Letters from Tyrone Donnelly

10/25/99

Anton's Tribute

Anton and I were first friends. We met in nursery school in 1974. Together we indulged in the wondrous adventure and discovery of childhood. Anton and I would spend all day diving for coins in the pool and evenings pouring through books. Even then he knew what he wanted to be; an underwater treasure hunter. It was with Anton that I learned to swim, and together we amassed a priceless treasury of speckled birds eggs, fossils, rocks and snakeskins. To us a bit of weathered glass was a sapphire and every fragment of bone was a significant archaeological find. Now all of those faded memories have come flooding back. I recall the skinned elbow and cut thumb that lead to the sacred pact that made us brothers in blood. We attempted to carve our names in stone atop Vroman's nose.

In the many times I have climbed that escarpment since then, I remember Anton and often remark to companions, "I used to know the kid who lived up here".

Anton, your name is up there now.

Tyrone Donnelly

----------------------
2004

Hi Jim and Yoyo,

Sorry it has been so long. Anne forwarded your messege to me and I sent my prayers to you in SF before I ever got around to e-mailing. I remember at Anton's memorial service that you mentioned astral travel and since then I've always made an effort to invite Anton along anytime I'm somewhere interesting. While you were all in the courthouse I was flying low-level aerial biological surveys over the southern Alaska Peninsula, and of course I invited Anton along as usual. Saw some pretty interesting events that you don't see everyday- like a wolf feeding on a humpback whale carcass and a mother brown bear instructing three cubs on how to raid swan nests. Lots of volcanoes, whales, seals, moose and caribou too.

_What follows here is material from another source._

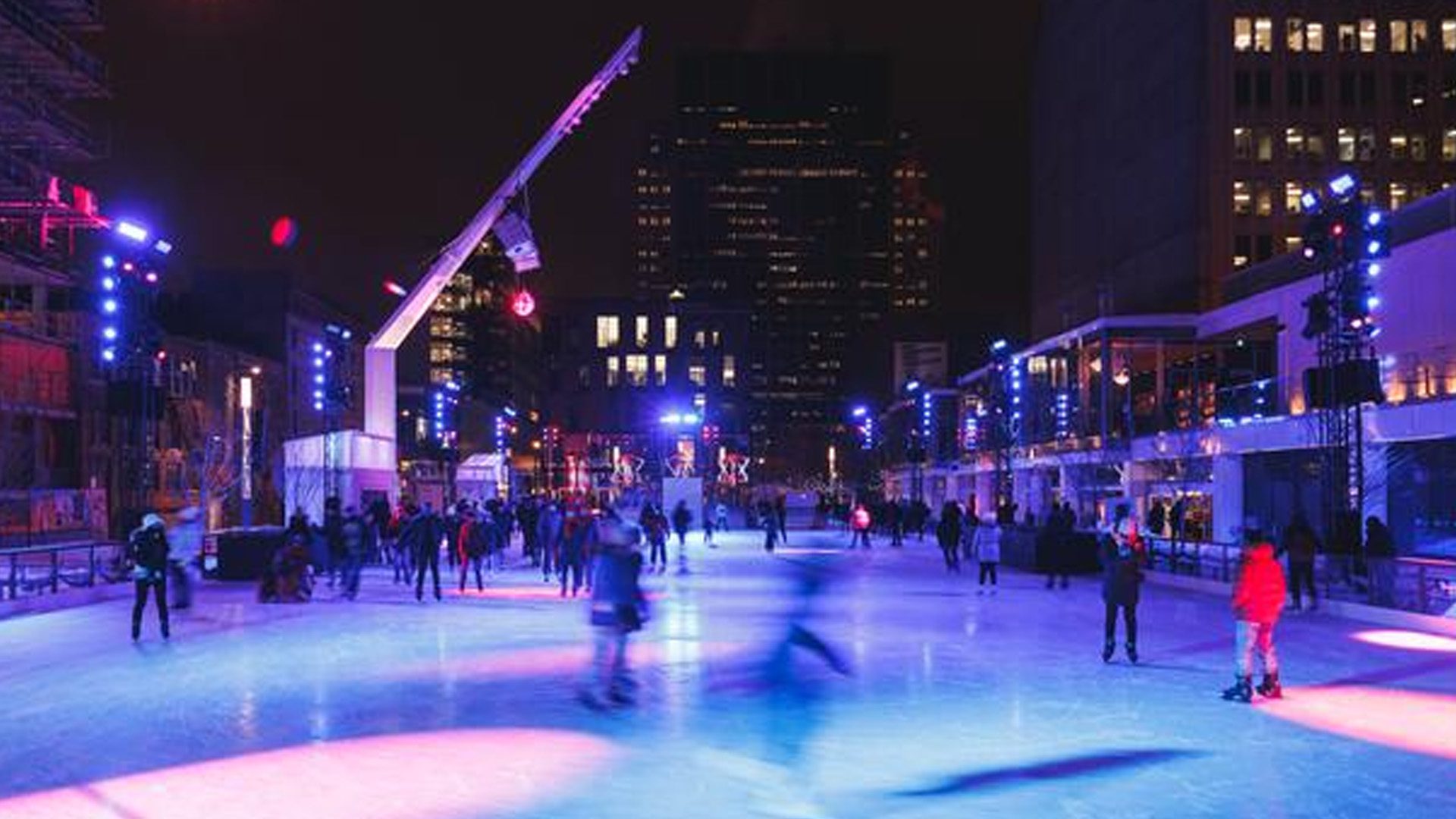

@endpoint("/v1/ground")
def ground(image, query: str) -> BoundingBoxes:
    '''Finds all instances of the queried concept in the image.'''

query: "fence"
[0,541,131,601]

I think you'll also be pleased to know that Anton was with me in AZ in a cramped little blind when the two of us released 3 young California condors into the wild. It was one of the high points of my life and I sincerely believe that I wasn't alone in that blind. Must admit a feeling of shame that I haven't contacted you before this. It is hard to believe that the death of someone I hadn't seen in over 15yrs could effect me so deeply- guess that is just another testament to how vital a person he is.

Much Love,
Ty

I included a photo of myself with one of our local residents here in Cold Bay. No, I could never shoot a bear- as part of my job with USFWS I have to inspect and register all large game sport harvest.